In recent times, video games have become one of the biggest entertainment industries. As a result, more and more video games are being made on an annual basis, which in turn, means that more and more video games are turning out to be surprising disappointments on an annual basis. However, it is important to note that there are surprising hits to go along with the surprising disappointments, which is something that should come as welcome news to those who are searching for something to spend their time on.
Here were five video games of 2016 that turned out to be surprise hits:
World War One is not the first conflict that comes to mind when searching for the setting for a shooter. After all, most of the Western Front consisted of soldiers huddling in the mud of the trenches for prolonged periods of time, interrupted by the shelling as well as the occasional attack on the other side of the battlefield, which could end in a horrific slaughter if the cannons on their side failed to knock out either the barbed wire, the machine guns, or even their opposing counterparts. However, EA and DICE managed to turn Battlefield 1 into a playable experience that paid respect to the conflict with the anti-war message of its campaign as well as moments that brought home the terror of the trenches, which came as a real but nonetheless welcome surprise because of EA’s reputation.
Doom came as a surprise for a couple of reasons. First, no one expected that it would be released in 2016 for the simple reason that it had been in development since 2007, which tends to be a serious warning sign. Second, this conclusion was supported by what came out about the development, which saw the clash of competing visions, the departure of important members of the staff from the studio, and even a complete restart in 2011. As a result, Doom came as something of a surprise because it turned out that it was fun, fast, and embraced the inherent un-seriousness of the setting, thus sidestepping the criticisms of the earlier trailers as boring and unpretentious. Something that was all the better for having reversed the negative expectations of the fans of the venerable franchise.
Homeworld: Deserts of Kharak
Homeworld is an excellent example of the numerous franchises out there that flourished for a time because of its real potential but fizzled out for one reason or another. This is because Homeworld came out in 1999 while Homeworld 2 came out in 2003, but since that time, there had been nothing but disappointment for the fans of the franchise until 2013, when THQ’s bankruptcy resulted in it being sold to Gearbox Software. Surprisingly, Gearbox Software recognized the interest in the Homeworld franchise, remastered the first two Homeworld games, and then hired Blackbird Interactive, which had been formed by members of the original Homeworld development team, to create another installment in the series.
At the time, Blackbird Interactive was working on a ground-based RTS game called Hardware: Shipbreakers, which soon became Homeworld: Shipbreakers and then Homeworld: Deserts of Kharak. Although the result is almost a different genre from its famous predecessors, it nonetheless managed to win respect for how it combined accessibility with a fair amount of depth, thus creating something that is not just suited for both RTS beginners and experts but also a respectable addition to the series to which it belongs.
Total War: Warhammer
For people who are unfamiliar with the source material, Total War: Warhammer is based on the setting of Warhammer Fantasy Battle, which was a tabletop wargame that made extensive use of fantasy favorites but provided them with its own unique twist. For example, the Empire of Man relies on pike and shot rather than older models of warfare from the Middle Ages, Bretonnia is a mix between Arthurian chivalry and the ancient regime, and their barbaric counterparts to the far north tends to look like the cover of a heavy metal album more often than not. Regardless, Total War: Warhammer’s success was a big surprise for two reasons.

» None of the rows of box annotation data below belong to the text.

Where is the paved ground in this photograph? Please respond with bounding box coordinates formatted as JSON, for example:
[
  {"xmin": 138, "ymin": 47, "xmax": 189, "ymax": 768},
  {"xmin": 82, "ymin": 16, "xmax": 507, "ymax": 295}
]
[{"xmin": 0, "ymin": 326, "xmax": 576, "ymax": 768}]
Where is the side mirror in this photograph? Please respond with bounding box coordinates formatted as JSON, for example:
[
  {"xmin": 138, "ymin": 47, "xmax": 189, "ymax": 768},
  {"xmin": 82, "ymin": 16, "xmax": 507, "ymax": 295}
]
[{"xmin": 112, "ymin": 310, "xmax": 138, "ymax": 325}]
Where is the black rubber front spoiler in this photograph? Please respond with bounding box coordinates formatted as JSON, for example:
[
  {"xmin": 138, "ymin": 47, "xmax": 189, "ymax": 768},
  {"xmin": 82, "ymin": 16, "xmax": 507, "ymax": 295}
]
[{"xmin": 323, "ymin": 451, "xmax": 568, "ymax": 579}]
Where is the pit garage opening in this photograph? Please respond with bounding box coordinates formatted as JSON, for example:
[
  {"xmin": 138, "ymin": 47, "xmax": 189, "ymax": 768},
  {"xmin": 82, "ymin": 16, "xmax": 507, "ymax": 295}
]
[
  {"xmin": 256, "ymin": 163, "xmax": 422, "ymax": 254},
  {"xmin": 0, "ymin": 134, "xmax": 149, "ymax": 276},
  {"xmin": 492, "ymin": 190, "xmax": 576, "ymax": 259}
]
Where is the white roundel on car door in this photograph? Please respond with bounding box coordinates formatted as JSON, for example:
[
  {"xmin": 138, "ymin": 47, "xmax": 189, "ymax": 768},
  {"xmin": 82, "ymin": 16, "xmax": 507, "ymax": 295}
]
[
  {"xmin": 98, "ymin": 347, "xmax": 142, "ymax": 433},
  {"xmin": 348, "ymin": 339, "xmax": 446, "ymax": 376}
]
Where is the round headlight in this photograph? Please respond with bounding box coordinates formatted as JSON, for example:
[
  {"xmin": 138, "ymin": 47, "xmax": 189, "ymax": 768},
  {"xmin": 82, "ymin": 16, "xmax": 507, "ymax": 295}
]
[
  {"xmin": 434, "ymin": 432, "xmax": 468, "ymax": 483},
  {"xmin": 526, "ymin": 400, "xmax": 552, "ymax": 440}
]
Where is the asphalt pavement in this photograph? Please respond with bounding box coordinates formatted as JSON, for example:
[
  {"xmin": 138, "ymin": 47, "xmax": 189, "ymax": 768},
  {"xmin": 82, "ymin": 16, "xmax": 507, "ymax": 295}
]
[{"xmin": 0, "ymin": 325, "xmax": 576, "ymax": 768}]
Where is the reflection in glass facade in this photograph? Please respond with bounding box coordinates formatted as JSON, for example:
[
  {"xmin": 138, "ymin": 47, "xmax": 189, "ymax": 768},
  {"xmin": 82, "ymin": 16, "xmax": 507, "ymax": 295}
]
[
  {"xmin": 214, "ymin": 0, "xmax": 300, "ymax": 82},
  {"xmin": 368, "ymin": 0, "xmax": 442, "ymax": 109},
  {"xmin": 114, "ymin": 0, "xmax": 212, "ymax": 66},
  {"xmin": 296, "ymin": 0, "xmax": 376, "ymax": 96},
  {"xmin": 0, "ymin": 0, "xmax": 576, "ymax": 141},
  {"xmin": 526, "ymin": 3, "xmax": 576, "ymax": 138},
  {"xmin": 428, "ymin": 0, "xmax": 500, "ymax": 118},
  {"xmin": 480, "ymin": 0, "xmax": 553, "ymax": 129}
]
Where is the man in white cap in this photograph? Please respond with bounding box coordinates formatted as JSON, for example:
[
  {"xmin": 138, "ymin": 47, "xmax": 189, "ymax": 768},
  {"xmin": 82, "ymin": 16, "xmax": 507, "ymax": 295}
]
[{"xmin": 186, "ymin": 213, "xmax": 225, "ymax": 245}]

First, the people behind the Total War franchise have never worked with a fantasy setting before, which makes the success of their first attempt all the more surprising considering their less than stellar record with the releases of some of their previous entries in their franchise. Second, Warhammer Fantasy Battle was phased out just before the release of Total War: Warhammer so that it could be replaced with a successor called Age of Sigmar, which alienated a fair-sized chunk of the fandom. Under these circumstances, it is amazing that Total War: Warhammer managed to sell so well, though to be fair, the two franchises made for a natural combination. Never mind how chances are good that Total War: Warhammer will be some of the last content that fans of the Warhammer Fantasy Battles setting can expect to see for a long, long time to come.
The success of video games means that more and more companies are searching for the next big thing, meaning that more and more video games are being made with bigger and bigger budgets. However, there are video games released from time to time that remind us the single most important thing about them isn’t their graphics but their gameplay, with Stardew Valley being an excellent example. In brief, people who are familiar with the Harvest Moon franchise will recognize it as the creator’s take on those games, but with a surprisingly realistic cast of characters set in a similarly quirky setting.
For people who are not so familiar with the Harvest Moon franchise, think of Stardew Valley as a cross between a RPG and a farm simulation, which can sound boring but will nonetheless prove to be one of those “one more turn” games that can take up hours and hours of the player’s free time. What is most surprising about Stardew Valley is that it is the product of a single person’s labor, which goes to show that even lone individuals can do amazing things when they are willing to focus all of their time and effort into something.